The remedies provided by s. 69, p. 445, 2 R. S. 1852, and s. 26, p. 467, 1 R. S. 1852, against supervisors, for failing to keep the highways, &c., in their districts in repair, are cumulative.

A supervisor, having moneys in his hands necessary for the repair of the highways of his district, is not authorized by s. 361, p. 468, 1 R. S. 1852, to delay all expenditures of the same until the 15th of September of each year.

APPEAL from the Decatur Court of Common Pleas. Saturday, December 9. PERKINS, J.-Prosecution, based upon section 69, 2 R. S., p. 445, against a supervisor, for failing to keep a certain highway in his road district in repair. The cause originated before a justice of the peace, and went by appeal to the Common Pleas. The latter Court quashed the affidavit and information filed therein, and discharged the defendant. The objections to them were:

1. That the 15th day of September had not-passed when the suit was commenced.

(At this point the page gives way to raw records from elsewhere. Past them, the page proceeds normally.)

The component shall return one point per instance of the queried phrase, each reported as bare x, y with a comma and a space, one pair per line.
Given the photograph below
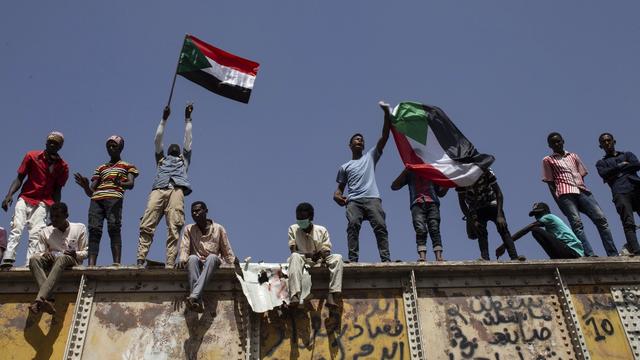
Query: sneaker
47, 306
34, 308
6, 264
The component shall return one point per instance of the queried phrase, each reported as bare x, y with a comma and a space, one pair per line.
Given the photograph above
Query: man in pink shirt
45, 173
564, 172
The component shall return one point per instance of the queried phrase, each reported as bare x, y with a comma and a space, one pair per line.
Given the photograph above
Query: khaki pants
39, 266
167, 202
296, 267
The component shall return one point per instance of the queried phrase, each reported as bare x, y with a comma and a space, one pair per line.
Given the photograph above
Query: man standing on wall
46, 173
106, 191
363, 201
620, 171
564, 172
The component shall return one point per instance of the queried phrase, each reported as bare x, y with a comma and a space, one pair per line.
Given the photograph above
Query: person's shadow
198, 325
43, 343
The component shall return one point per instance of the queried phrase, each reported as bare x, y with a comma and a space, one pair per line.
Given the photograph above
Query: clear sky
506, 72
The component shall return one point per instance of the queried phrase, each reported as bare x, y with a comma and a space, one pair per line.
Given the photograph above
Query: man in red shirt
46, 174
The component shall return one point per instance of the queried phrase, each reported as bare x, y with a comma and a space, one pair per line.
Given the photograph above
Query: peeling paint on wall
368, 325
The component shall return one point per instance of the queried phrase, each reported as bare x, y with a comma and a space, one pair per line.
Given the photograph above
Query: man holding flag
363, 201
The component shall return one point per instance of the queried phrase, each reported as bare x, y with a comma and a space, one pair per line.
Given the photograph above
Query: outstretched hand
384, 106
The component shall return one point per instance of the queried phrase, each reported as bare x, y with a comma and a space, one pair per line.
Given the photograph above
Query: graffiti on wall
368, 325
28, 336
600, 323
493, 324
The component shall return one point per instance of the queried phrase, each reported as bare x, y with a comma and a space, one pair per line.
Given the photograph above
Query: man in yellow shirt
309, 244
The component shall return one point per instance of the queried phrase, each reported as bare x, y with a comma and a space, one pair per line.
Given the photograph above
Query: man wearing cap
620, 171
555, 237
170, 187
309, 243
108, 183
46, 173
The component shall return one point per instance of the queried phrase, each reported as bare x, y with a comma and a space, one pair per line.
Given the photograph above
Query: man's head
607, 143
539, 209
115, 144
304, 215
54, 143
199, 211
555, 142
356, 142
59, 214
174, 150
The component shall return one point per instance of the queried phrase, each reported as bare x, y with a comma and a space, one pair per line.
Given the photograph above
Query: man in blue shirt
170, 187
620, 171
363, 200
555, 237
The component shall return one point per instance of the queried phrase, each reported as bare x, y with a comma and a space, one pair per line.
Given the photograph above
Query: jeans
626, 204
34, 217
483, 216
367, 209
47, 272
99, 210
426, 219
200, 272
574, 204
555, 248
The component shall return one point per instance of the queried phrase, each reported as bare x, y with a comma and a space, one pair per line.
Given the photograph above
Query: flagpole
175, 74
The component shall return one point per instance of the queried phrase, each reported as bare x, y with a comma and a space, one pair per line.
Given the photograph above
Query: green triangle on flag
191, 58
412, 120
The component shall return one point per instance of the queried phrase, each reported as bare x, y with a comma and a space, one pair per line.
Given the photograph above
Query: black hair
305, 207
604, 134
552, 135
199, 202
60, 206
174, 148
353, 136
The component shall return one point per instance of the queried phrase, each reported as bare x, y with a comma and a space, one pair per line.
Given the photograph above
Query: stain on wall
157, 326
368, 325
27, 336
493, 324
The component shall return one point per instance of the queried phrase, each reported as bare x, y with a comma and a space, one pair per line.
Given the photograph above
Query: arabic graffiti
367, 326
492, 324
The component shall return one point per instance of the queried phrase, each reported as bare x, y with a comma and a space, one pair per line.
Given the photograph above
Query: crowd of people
201, 247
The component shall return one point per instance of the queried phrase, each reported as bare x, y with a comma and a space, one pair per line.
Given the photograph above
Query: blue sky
506, 72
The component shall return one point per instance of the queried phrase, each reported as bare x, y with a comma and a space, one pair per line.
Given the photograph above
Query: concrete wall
455, 310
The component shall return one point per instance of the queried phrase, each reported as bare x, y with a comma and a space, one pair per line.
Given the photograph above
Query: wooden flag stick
175, 74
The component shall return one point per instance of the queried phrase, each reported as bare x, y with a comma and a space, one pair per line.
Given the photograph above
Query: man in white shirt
61, 245
310, 243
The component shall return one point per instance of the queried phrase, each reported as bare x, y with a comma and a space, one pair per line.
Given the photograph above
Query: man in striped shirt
108, 183
564, 172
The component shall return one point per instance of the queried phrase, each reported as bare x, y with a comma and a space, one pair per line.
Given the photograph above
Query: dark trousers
99, 210
626, 204
556, 249
426, 220
367, 209
483, 216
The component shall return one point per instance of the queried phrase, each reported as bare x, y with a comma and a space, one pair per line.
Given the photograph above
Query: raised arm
400, 181
188, 139
386, 128
517, 235
159, 146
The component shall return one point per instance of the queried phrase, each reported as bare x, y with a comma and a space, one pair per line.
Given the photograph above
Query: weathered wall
534, 310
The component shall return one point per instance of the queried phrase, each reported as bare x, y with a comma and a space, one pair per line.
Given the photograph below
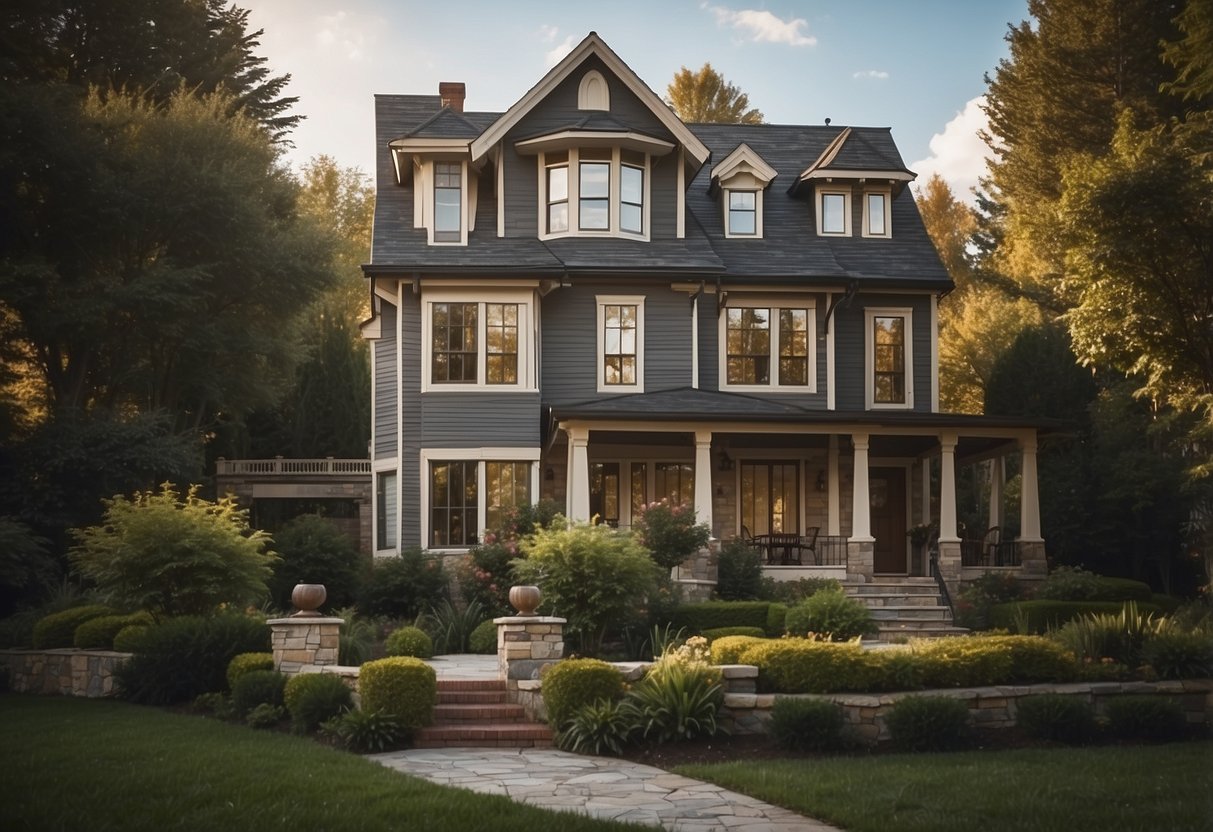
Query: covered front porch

2. That the remedy should have been sought in a suit by the county treasurer against said supervisor, under the 26th section, R. S., vol. 1, p. 467.

It seems to have been regarded as settled law in this state, that a supervisor of highways might be subjected to a criminal prosecution for a neglect of official duty. Tate v. The State, 5 Blackf. 73.- The State v. Harsh, 6 id. 346.The State v. Brown, 8 id. 69.-The State v. McMurrin, 1 Ind. 44.